David Hockey nasce a Bradford (U.K.) nel 1937. E’ considerato il più grande pittore inglese del ventesimo secolo. Omosessuale dichiarato.
Infanzia e adolescenza sono caratterizzate dall’inquieto inseguimento di un bisogno di espressione artistica della propria sensibilità e delle proprie percezioni, insomma di un fortissimo sentimento dell’esistenza. Questo lo porta, all’età di sedici anni, a frequentare la scuola d’arte della sua città ed in generale a dedicarsi con estrema passione alla lettura.
Nel 1959 si trasferisce a Londra per seguire i corsi del Royal College of Art. Qui si orienta piuttosto verso gli ambiti più stimolanti ed innovativi, che al momento sono rappresentati dalle versioni locali dell’espressionismo astratto. Ma dopo un inizio in questa direzione, trova sterile l’astrattismo e sottopone a revisione tutte le scelte fino ad allora adottate. Da quel momento lascia che la propria esistenza irrompa nella sua arte fino a divenirne il soggetto principale, nella convinzione che conoscenza della propria sessualità e ricerca stilistica si identifichino. L’esito di questo profondo travaglio intellettuale, in cui ha una parte importante l’influenza del suo compagno di corso R.B.Kitaj, trova nella figura la più autentica espressione della propria sensibilità artistica ed esistenziale.
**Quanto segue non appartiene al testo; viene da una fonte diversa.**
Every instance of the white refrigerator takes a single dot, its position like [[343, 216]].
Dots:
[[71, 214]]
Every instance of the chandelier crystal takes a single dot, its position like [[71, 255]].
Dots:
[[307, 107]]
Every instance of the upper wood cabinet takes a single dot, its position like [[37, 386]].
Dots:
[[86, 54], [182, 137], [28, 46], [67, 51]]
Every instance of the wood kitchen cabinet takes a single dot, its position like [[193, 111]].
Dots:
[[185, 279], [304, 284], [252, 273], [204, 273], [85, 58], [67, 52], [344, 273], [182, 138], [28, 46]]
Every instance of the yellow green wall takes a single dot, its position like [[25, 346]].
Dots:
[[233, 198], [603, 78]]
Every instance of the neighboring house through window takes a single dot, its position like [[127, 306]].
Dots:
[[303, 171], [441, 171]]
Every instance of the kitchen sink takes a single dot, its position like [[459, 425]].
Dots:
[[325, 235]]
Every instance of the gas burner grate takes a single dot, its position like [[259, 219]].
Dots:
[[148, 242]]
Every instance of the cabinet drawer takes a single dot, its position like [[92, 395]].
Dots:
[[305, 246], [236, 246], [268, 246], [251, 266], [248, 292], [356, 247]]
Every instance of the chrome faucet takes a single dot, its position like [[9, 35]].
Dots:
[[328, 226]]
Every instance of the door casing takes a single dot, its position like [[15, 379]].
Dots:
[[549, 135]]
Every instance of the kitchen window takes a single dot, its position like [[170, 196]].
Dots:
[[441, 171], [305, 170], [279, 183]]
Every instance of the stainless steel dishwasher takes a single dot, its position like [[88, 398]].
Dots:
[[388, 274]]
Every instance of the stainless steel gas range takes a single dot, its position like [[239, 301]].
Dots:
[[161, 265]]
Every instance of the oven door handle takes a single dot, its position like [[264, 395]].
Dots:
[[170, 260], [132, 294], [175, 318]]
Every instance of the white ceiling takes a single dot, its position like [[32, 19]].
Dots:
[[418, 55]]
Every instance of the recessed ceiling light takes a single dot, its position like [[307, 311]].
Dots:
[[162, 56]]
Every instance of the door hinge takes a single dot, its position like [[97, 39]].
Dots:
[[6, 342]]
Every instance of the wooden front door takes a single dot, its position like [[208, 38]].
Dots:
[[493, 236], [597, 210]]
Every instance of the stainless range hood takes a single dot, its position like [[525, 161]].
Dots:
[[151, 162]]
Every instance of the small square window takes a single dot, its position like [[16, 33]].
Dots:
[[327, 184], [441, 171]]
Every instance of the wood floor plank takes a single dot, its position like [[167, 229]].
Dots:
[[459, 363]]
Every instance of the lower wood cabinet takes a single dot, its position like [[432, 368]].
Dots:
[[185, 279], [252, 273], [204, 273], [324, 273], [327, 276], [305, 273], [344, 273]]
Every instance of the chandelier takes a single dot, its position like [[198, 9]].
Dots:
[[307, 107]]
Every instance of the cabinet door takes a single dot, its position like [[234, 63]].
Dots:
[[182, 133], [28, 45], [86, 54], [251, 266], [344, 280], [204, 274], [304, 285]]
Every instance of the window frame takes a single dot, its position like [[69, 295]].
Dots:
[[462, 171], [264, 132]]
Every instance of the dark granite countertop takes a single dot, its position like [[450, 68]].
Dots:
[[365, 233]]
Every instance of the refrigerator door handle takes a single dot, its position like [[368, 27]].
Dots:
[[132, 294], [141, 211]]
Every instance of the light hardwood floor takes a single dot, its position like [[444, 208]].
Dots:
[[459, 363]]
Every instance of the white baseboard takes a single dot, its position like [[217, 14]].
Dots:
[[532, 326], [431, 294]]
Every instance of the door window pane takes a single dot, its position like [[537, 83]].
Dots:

A partire dai primissimi anni Sessanta, l’atmosfera artistica londinese e il successo delle sue partecipazioni ad alcune determinanti mostre collettive (soprattutto la Young Contemporaries Exhibition del gennaio 1961) lo impongono come uno dei protagonisti della Pop Art anglosassone.
Lo stesso 1961 del suo esordio pubblico è un anno estremamente denso ed importante. Visita New York, dove è colpito dalla libertà della società americana e vive il suo soggiorno come l’accesso di un provinciale ad un mondo sfolgorante. E’ sempre a New York che scopre la poesia di Whitman, Kavafis e che inizia a realizzare acqueforti. Al suo ritorno in Inghilterra il suo successo è immediato. Inizia a lavorare ad una serie di stampe che riflettono le sue esperienze americane, fino a paragonare la propria esperienza a quella dell’apprendista libertino di A Rake’s Progress il celebre racconto per immagini di William Hogarth. Nel dicembre dello stesso anno visita l’Italia; l’anno successivo è a Berlino.
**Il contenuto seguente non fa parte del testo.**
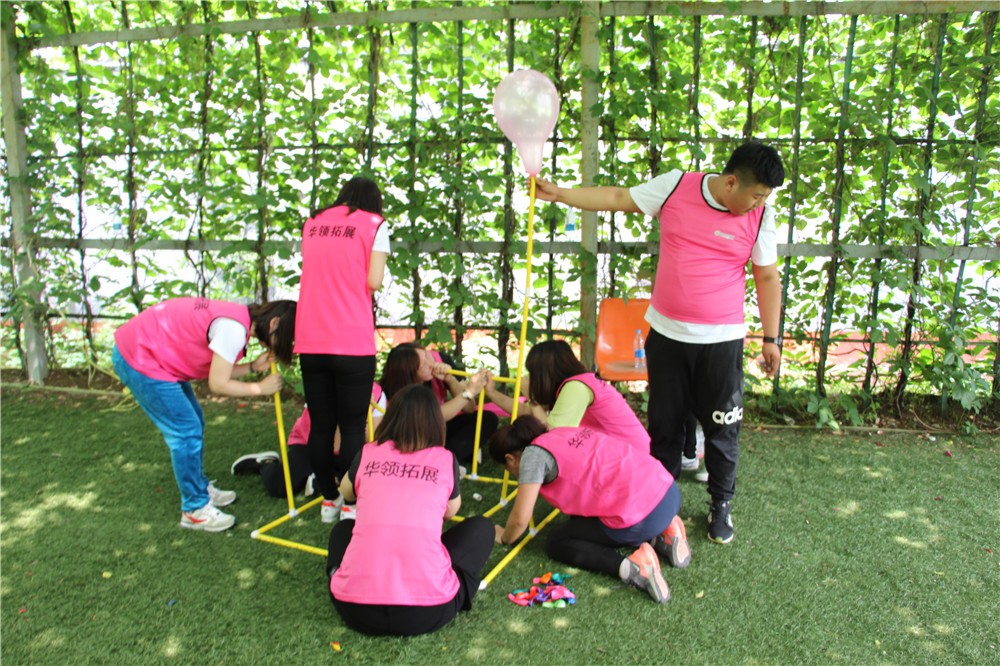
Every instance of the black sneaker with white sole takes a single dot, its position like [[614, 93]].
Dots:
[[250, 463], [720, 522]]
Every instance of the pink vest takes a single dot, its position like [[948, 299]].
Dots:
[[169, 341], [300, 431], [396, 556], [610, 414], [334, 314], [701, 276], [601, 477]]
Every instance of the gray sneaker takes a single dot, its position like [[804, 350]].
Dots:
[[720, 522]]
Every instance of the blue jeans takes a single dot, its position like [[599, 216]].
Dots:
[[174, 409]]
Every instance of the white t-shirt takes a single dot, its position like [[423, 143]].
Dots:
[[227, 338], [382, 236], [650, 197]]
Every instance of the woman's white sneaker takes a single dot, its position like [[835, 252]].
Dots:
[[329, 511], [207, 519]]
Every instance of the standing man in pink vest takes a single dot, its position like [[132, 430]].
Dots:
[[710, 226]]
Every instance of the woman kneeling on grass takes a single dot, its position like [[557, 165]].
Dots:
[[392, 571], [614, 494], [159, 351]]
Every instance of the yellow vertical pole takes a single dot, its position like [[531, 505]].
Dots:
[[283, 445]]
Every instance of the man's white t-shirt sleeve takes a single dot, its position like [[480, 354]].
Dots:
[[227, 338], [651, 195], [382, 239], [765, 250]]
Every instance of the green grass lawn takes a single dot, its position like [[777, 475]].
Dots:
[[854, 549]]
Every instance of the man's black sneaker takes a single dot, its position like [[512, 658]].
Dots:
[[720, 523], [250, 464]]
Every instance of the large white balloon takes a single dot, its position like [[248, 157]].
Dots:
[[526, 106]]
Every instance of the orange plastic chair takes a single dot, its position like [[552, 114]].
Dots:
[[616, 324]]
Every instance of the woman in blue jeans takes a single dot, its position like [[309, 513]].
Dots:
[[158, 352]]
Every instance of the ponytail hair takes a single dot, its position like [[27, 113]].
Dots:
[[413, 420], [284, 334], [359, 193], [549, 364], [400, 369], [515, 437]]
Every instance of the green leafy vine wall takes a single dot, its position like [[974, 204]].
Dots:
[[222, 140]]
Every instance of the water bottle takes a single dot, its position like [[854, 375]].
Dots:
[[570, 220], [639, 350]]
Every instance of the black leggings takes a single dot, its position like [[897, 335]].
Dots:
[[462, 434], [691, 436], [299, 469], [706, 379], [468, 543], [586, 543], [338, 390]]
Nel 1963 effettua un viaggio in Egitto e verso la fine dell’anno raggiunge Los Angeles, prova una così grande attrazione per lo stile di vita di questa città da decidere di risiedervi, lasciando che la sua atmosfera, il paesaggio del luogo, le suggestioni della sua vita quotidiana, divengano soggetto d’ispirazione per molte opere.
Quando nel 1968 rientra in Inghilterra il suo successo è già un fenomeno clamoroso, ha al suo attivo molte importanti esposizioni, cui nel 1970 si aggiunge la prima grande retrospettiva a Londra, alla Whitechapel Art Gallery.
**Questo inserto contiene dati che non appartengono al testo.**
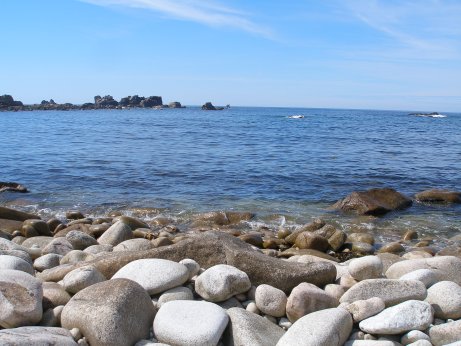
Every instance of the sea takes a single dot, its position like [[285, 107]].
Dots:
[[175, 163]]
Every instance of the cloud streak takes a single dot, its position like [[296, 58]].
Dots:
[[205, 12]]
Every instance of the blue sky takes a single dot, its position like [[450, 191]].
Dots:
[[375, 54]]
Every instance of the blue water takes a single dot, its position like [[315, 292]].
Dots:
[[257, 159]]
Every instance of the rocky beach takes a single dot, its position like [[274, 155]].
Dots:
[[124, 280]]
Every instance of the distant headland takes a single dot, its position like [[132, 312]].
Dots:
[[7, 103]]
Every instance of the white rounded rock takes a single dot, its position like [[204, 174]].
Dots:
[[221, 282], [81, 278], [401, 318], [329, 327], [20, 299], [155, 275], [368, 267], [177, 293], [193, 323], [445, 298], [270, 300], [16, 263]]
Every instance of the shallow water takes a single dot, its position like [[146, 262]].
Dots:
[[183, 161]]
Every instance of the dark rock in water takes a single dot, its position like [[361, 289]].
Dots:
[[175, 105], [13, 187], [104, 102], [212, 248], [439, 196], [373, 202], [151, 101], [209, 107]]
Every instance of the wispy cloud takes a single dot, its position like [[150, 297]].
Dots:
[[425, 26], [206, 12]]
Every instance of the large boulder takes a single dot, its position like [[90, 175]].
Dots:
[[373, 202], [212, 248], [20, 299], [439, 196], [116, 312]]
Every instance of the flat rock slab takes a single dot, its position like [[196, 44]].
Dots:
[[401, 318], [392, 292], [187, 322], [247, 328], [154, 275], [111, 313], [25, 336], [209, 249], [449, 267], [329, 327]]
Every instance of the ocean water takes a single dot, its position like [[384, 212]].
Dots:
[[177, 162]]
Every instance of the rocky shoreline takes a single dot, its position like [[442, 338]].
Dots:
[[8, 104], [122, 280]]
Nel 1973 Hockney passa un periodo di tempo a Parigi, dove frequenta Aldo e Piero Crommelynck, che erano stati gli stampatori di Picasso, morto un anno prima e che, almeno dalla grande mostra alla Tate Gallery nel 1960, era uno dei suoi eroi. Frequentando la stamperia utilizzata da Picasso per la produzione grafica degli ultimi vent’anni, ne apprende le tecniche d’incisione e di stampa e realizza una serie di acqueforti a lui ispirate.
Nel 1974, il Musée des Arts Décoratifs di Parigi gli dedica un’importante mostra.
Negli anni successivi, il suo interesse globale per le arti lo porta ad iniziare, oltre la pittura e l’incisione, un’importante attività di scenografo per il teatro, di prosa e musicale (già nel 1966 aveva realizzato le scene per Ubu Roi di Jarry al Royal Court Theatre a Londra, quindi, nel 1974, per il Glyndebourne Festival, è la volta del Rake’s Progress di Stravinsky e, nel 1978, del Flauto Magico di Mozart per il Metropolitan Opera House di New York).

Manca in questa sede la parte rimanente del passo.